Based on MT903344.1 reference.
For our evaluation, we selected PCR-positive and -negative specimens from cases with an MPXV infection suspicion received in our institution for reverse transcription (RT)-PCR testing. Between June 21 and September 16, 2022, a total of 120 specimens (104 cutaneous lesions, 5 rectal exudates, 3 rectal/pharyngeal pools, 3 plasma, 2 pharyngeal exudates, 2 abscesses, and 1 cerebrospinal fluid [CSF]) were selected. Among these, 95 samples from 87 different patients were RT-PCR-positive (Ct values ranging from 14 to 39). The specimens were sequenced and run in 12 independent MinION runs (10 specimens per run were loaded, using a different set of indexes per run).

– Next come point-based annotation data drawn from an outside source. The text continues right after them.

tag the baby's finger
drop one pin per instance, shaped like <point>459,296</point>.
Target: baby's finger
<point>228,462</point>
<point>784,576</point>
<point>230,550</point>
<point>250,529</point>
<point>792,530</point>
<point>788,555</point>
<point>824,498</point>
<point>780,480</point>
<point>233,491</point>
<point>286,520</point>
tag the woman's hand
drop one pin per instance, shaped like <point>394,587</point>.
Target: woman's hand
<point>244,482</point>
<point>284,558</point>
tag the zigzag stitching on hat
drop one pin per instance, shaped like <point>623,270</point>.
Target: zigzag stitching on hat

In 64 specimens (67.37% of the positive subset), all 22 SNPs were called at ≥30X depth (average coverage (477.72 times) after 60 min of running (to ensure a response time similar to that required for an RT-PCR assay). If we lowered the threshold for the number of SNPs properly called to 12 (≥20X depth), we increased the number of MPXV identifications to 73 (77%). Among the remaining specimens, after having eliminated 10 with low viral loads (Ct value >30), with 5 called ≥11 SNPs (≥12X depth). In summary, after excluding low viral load specimens, 92% of samples assayed called a sufficiently high set of specific MPXV outbreak SNPs. In all but 2 of the 25 PCR-negative specimens, no SNPs were called; a single SNP, with very low coverage (>5X depth), was called in two specimens.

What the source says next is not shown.